Nach Terror in Norwegen

Schweden verstärkt Sicherheitsvorkehrungen

Bewachung von Gebäuden und Personen sowie Grenzkontrollen.

Schweden hat auf die blutigen Terroranschläge im Nachbarland Norwegen mit der Verstärkung von Sicherheitsmaßnahmen reagiert. Als erstes wurde am Freitagabend die Bewachung von Regierungsmitgliedern, Regierungsgebäuden sowie der norwegischen Botschaft in Stockholm erhöht. In der Nacht und in der Früh kontrollierten Sicherheitsbeamte vor allem an der Grenze zu Dänemark bei der Ausreise.

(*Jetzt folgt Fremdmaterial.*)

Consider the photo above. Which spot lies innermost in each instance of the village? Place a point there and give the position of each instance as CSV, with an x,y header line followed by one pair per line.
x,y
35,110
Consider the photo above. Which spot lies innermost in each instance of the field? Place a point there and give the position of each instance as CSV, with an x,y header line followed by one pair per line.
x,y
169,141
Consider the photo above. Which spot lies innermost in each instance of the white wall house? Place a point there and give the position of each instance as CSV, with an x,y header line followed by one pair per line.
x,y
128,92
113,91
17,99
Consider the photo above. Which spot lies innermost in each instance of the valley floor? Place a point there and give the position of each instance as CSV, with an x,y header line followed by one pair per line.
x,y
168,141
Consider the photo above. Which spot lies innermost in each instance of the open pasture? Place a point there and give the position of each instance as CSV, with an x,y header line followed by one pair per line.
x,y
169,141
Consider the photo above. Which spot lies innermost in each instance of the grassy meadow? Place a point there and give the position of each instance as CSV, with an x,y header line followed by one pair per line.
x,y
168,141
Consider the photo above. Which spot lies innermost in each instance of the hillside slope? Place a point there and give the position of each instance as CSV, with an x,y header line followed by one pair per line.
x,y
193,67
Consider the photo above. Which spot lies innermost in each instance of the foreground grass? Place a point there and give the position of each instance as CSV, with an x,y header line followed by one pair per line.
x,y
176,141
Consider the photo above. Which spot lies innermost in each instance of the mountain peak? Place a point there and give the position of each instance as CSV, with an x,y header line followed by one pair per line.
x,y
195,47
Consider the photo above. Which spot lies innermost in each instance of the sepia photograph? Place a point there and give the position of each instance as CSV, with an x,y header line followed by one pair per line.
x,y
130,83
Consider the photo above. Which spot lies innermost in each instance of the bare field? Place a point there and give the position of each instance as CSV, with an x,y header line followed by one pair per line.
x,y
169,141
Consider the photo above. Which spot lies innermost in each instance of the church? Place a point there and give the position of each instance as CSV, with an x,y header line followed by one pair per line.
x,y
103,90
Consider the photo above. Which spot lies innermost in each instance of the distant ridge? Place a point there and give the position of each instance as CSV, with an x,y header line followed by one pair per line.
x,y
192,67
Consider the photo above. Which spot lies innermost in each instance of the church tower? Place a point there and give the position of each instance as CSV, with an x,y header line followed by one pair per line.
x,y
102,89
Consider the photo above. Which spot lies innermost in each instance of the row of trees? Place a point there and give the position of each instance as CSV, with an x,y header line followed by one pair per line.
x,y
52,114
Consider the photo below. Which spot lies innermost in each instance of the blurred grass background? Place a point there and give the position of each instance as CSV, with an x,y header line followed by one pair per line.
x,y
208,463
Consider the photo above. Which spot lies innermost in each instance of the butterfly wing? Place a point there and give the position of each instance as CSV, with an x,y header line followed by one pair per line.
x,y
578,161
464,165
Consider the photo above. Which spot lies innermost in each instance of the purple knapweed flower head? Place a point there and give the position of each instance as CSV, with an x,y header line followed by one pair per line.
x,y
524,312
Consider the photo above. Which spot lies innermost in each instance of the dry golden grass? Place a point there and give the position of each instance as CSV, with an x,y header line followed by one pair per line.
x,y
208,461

   Kontrolliert wurden nach Angaben mehrere schwedischer Medien sowohl Land- als auch Schiffsreisende an der Öresundbrücke bei Malmö sowie in den Fährterminals von Trelleborg und Helsingborg. Außerdem wurden nach Polizeiangaben auch die Passagiere eines nach Bagdad fliegenden Flugzeugs auf dem Malmöer Flughafen kontrolliert. Auch in anderen Teilen Schwedens seien ins Ausland Reisende kontrolliert worden, sagte ein regionaler Polizeisprecher laut der schwedischen Nachrichtenagentur TT.

   Die Sprecherin der schwedischen Sicherheitspolizei Säpo, Sirpa Franzen, bestätigte auf Anfrage der APA am Samstag, dass derartige Maßnahmen im Zusammenwirken mit dem norwegischen Sicherheitsdienst und der schwedischen Kriminalpolizei bewerkstelligt wurden. Franzen schloss eine Erhöhung der allgemeinen Terrorwarnstufe nicht aus. Diese liegt derzeit seit einer Erhöhung Anfang Oktober 2010 unverändert auf der Stufe drei von fünf möglichen.

   Nach einer ersten Beurteilung der Lage entschied man sich in Stockholm laut Franzen, die Warnstufe unverändert zu lassen. Das Bedrohungsbild Schwedens werde jedoch weiterhin fortlaufend analysiert. Es könnte daher durchaus noch zu einer Erhöhung der Warnstufe kommen, sagte die Sprecherin.